A Utah-based startup company called Chamtech Operations is claiming that its Spray On Antenna Kit can turn any surface into a high-powered antenna.

As explained by Anthony Sutera in the video below of his presentation at Google's Solve for X event, “Our material uses thousands of nano-capacitors that we can spray paint on in the right pattern. All of these little capacitors charge and discharge extremely quickly in real time and they don't create any heat. When we hook up our material to a radio, the signal hops from capacitor to capacitor very quickly, finds its happy spot, and launches into space.”
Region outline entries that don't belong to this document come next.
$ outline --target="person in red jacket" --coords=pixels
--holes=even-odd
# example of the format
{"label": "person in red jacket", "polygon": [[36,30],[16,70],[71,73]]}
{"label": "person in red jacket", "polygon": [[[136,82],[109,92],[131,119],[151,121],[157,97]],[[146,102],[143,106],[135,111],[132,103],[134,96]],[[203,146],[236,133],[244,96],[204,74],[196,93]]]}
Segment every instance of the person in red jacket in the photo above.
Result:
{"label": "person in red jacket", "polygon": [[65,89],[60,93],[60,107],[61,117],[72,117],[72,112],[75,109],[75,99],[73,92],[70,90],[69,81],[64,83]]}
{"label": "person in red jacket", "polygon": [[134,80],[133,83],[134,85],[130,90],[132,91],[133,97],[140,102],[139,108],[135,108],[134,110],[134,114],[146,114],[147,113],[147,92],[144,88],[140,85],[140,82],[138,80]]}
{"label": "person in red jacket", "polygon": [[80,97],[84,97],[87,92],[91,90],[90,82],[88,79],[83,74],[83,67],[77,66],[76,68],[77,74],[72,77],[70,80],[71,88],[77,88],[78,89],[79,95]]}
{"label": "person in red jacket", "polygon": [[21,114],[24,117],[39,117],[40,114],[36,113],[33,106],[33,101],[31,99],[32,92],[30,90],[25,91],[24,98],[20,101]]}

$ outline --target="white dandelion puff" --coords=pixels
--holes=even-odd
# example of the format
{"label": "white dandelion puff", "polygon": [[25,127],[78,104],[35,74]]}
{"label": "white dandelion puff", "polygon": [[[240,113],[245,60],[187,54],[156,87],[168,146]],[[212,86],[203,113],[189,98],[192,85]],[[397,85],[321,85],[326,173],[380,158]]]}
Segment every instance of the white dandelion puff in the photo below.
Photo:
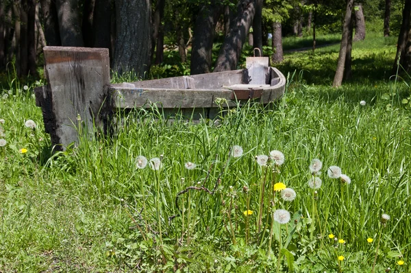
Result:
{"label": "white dandelion puff", "polygon": [[260,166],[266,166],[267,162],[269,161],[269,157],[265,154],[261,154],[260,156],[257,156],[257,164]]}
{"label": "white dandelion puff", "polygon": [[270,152],[270,158],[271,158],[271,160],[274,161],[274,164],[277,166],[282,165],[286,159],[284,154],[277,150],[273,150]]}
{"label": "white dandelion puff", "polygon": [[36,129],[36,127],[37,127],[37,124],[36,124],[36,122],[34,122],[34,121],[33,121],[32,119],[27,119],[26,121],[26,122],[24,123],[24,125],[27,128],[32,128],[32,129]]}
{"label": "white dandelion puff", "polygon": [[281,198],[284,201],[292,201],[297,197],[297,193],[291,188],[286,188],[281,191]]}
{"label": "white dandelion puff", "polygon": [[310,165],[310,171],[311,173],[318,173],[323,167],[323,163],[319,158],[314,158]]}
{"label": "white dandelion puff", "polygon": [[330,178],[339,178],[341,176],[341,169],[338,166],[329,166],[327,173]]}
{"label": "white dandelion puff", "polygon": [[346,183],[347,185],[351,184],[351,178],[346,174],[341,174],[340,179],[341,179],[341,182]]}
{"label": "white dandelion puff", "polygon": [[308,187],[311,189],[319,189],[322,184],[323,181],[319,177],[313,177],[308,180]]}
{"label": "white dandelion puff", "polygon": [[138,169],[144,169],[147,165],[147,158],[143,156],[138,156],[136,158],[136,167]]}
{"label": "white dandelion puff", "polygon": [[232,147],[231,155],[233,157],[240,157],[242,155],[242,147],[235,145]]}
{"label": "white dandelion puff", "polygon": [[161,160],[158,157],[150,159],[150,166],[153,170],[158,171],[161,167]]}
{"label": "white dandelion puff", "polygon": [[274,211],[274,219],[279,224],[287,224],[290,219],[290,213],[285,209],[279,209]]}
{"label": "white dandelion puff", "polygon": [[186,169],[193,169],[196,167],[197,165],[195,163],[193,163],[192,162],[187,162],[185,165],[184,167],[186,167]]}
Imagine painting wireless antennas on walls. Instead of planting them as fake trees or simply uncamouflaged, phone companies will blend their unsightly cell towers into the landscape. They could even commission artists like Haas & Hahn to turn the city as though fully draped with Joseph's Amazing Technicolor Dreamcoat, its prismatic striations perhaps paralleling the electromagnetic waves rippling through the walls before radiating out into space. Making visible the invisible, as it were.

Haas & Hahn


Alternatively, they could enlist children from local elementary schools to reconfigure the city's electromagnetic infrascape in exchange for very plump donations. Is that mural on that once seamy but now chromatically resplendent underpass depicting the neighborhood's tempestuous history and encouraging future, their parents will ask. Why yes, they'll answer back, and you can also bounce phone calls off of it.

Pilsen


Elsewhere, graffiti artists will independently fill in the dead zones. Or maybe not to patch up the network, but rather as part of a collaboration with sound artists to create a pop-up pirate radio station to broadcast an improvisational audio documentary of the local area. During times of protest, they could be used to burst through whatever electromagnetic kettling the security forces might be using to prevent the crowds from organizing and reaching critical mass. If there's no graffiti antenna nearby, just whip out a Spray On Antenna Kit to reclaim the public spectrum.

In any case, I'd like those “nut jobs” at DEMILIT given some of the stuff and see how they might use it in one of their sonic tours of military landscapes. Will they spray it on crumbling bunkers and derelict silos, thus repurposing them into antennas to transmit in real-time the acoustic ecology of war?

What might avant-gardeners, who presumably already know how to harness energy from trees, do with the stuff if they find out that you can also apply them to trees and turn them into arboreal arrays?

Spray On Antenna Kit
Spray On Antenna Kit


Trees broadcasting themselves singing. An entire national park airing an epic botanical opera. The Amazon sending messages to exoplanets.